The complaints have reached City Hall and, at the request of City Councilwoman Diane Dixon, two study sessions have now been held to assess how best to address the concerns. The first session was held in November, with a follow-up this week.

Fractional ownership of a property, as defined by city staff in a report, is “when multiple owners purchase a property and split the allowed time at the property through a formal arrangement. In the fractional model, the allocated time for each owner is based on their percentage of ownership.”

At the November meeting, community development director Seimone Jurjis noted that fractional ownership of real estate is not a new phenomenon and people have long participated in fractional ownership of larger buildings such as apartments or commercial properties.

Jurjis said city officials are able to regulate land use but not ownership of properties throughout the city.

As a follow-up to the November discussion the City Council directed staff to return with information on how neighboring jurisdictions were handling fractional home ownership, which they returned with Tuesday night.

A report prepared by Sagecrest Planning + Environmental, an urban planning agency in Anaheim, included survey data collected from 22 cities throughout the country and how they regulate fractional home ownership.

About 10 properties in Newport Beach are either confirmed or believed to be fractionally owned, according to the report. Jurjis noted one other property was identified after the report was created, bringing that total to 11. Those properties are generally located along the Balboa Peninsula, on Balboa Island and in Corona del Mar.

The survey revealed there isn’t a clear consensus on how to handle these kinds of properties. Sagecrest noted the city of Beverly Hills adopted a moratorium on fractional home ownership that will expire in July 2023.

Thirteen of the 22 cities surveyed consider fractional ownership as timeshare usage. Officials in the cities of Monterey and Carlsbad have existing regulations for those types of properties and enforce them. Seven of the cities who consider the properties to be timeshares do not regulate them and four say they will be revising their definition of a timeshare, according to the report.

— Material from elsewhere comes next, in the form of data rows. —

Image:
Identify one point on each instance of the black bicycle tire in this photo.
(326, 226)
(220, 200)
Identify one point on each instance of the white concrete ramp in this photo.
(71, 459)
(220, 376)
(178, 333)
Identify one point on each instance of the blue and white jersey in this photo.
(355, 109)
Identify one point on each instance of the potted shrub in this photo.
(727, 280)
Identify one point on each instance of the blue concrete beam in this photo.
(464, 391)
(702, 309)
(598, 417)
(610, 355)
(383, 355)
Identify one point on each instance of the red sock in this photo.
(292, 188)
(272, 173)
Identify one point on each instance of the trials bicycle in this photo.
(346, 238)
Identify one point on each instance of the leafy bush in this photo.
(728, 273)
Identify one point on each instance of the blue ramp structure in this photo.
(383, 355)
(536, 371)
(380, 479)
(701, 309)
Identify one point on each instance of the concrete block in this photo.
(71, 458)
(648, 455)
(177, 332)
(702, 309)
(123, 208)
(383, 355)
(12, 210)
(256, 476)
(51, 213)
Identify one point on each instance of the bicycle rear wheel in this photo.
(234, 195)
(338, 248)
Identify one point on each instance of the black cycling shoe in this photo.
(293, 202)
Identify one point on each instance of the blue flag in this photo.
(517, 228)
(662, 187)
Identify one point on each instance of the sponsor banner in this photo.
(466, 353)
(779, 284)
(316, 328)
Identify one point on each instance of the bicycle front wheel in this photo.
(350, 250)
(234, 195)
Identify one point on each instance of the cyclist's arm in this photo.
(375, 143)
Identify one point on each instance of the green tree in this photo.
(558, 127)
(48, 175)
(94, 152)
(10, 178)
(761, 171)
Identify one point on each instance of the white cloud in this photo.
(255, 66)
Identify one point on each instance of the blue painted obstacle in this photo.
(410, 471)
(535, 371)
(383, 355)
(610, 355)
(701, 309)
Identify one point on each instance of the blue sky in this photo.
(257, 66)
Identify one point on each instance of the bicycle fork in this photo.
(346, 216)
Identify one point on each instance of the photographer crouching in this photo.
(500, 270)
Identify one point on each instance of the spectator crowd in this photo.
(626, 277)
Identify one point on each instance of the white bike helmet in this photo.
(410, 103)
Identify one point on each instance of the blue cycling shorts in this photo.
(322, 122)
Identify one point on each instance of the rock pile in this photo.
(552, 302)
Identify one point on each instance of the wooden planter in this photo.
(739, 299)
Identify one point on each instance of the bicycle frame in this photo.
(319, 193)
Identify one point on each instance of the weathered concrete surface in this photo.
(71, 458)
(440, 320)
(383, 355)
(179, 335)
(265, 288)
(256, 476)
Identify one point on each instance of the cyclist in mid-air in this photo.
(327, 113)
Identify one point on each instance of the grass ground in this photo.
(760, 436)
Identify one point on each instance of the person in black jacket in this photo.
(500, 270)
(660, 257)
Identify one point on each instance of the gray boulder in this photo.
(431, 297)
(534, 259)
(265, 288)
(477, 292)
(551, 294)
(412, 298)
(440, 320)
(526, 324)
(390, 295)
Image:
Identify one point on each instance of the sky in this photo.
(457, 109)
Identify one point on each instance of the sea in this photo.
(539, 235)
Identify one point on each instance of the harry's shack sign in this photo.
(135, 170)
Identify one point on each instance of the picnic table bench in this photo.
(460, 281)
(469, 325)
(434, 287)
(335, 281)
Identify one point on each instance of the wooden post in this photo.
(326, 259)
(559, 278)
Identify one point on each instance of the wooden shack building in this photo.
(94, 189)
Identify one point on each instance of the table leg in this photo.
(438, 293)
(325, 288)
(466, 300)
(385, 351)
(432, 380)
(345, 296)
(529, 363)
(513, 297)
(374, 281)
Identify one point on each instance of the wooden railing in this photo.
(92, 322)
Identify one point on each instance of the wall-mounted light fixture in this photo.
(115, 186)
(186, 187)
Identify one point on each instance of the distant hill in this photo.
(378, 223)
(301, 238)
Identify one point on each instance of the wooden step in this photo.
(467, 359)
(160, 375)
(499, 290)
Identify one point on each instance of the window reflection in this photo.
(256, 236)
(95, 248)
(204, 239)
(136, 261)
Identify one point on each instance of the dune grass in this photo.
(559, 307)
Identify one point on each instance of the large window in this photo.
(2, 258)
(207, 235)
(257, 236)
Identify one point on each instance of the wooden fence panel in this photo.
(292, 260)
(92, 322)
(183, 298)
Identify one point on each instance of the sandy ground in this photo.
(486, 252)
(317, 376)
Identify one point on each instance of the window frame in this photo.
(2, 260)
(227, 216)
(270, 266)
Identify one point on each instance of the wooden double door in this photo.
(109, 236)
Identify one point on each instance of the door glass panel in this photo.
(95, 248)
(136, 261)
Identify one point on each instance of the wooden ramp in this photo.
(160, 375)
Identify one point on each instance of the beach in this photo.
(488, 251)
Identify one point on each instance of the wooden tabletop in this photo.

Four other municipalities surveyed say they have issued cease and desist letters to people participating in fractional ownership. Three cities are working on updating their codes for timeshares, and one city, St. Helena, is in active litigation with property broker Pacaso, according to the report.

At least a dozen residents that spoke during the public comment portion of Tuesday’s study session were not supportive of fractional home ownership, asked for clearer definitions on timeshares and called on the City Council to regulate such ownerships. One speaker called on property brokers to encourage the purchase of properties in areas where vacation homes were more common, as opposed to residential neighborhoods.

“The quality of life in our city is being commended — even touted — by every candidate running for [City] Council. Every one of them have stated in forums or in written campaign materials that they value and vow to protect the quality of our residential communities,” said Nancy Scarborough. “Please, let’s get an upper hand on this.”

A representative of Pacaso also spoke during the study session, stating that fractional property owners view their vacation homes as “their second homes,” contribute to the local economy and see themselves as members of the community.

Councilman Will O’Neill said he didn’t think that any members of the City Council felt that fractional home ownership is good for communities. “The real question is how do you regulate them in a way that doesn’t have a spillover effect into others?” he asked.

Dixon thanked the residents that turned out to comment at Tuesday’s session and asked staff to come back with information on how to amend city code, whether or not a moratorium should be considered, and to find out what other cities are experiencing in relationship to the impacts fractional ownership has on state housing requirements.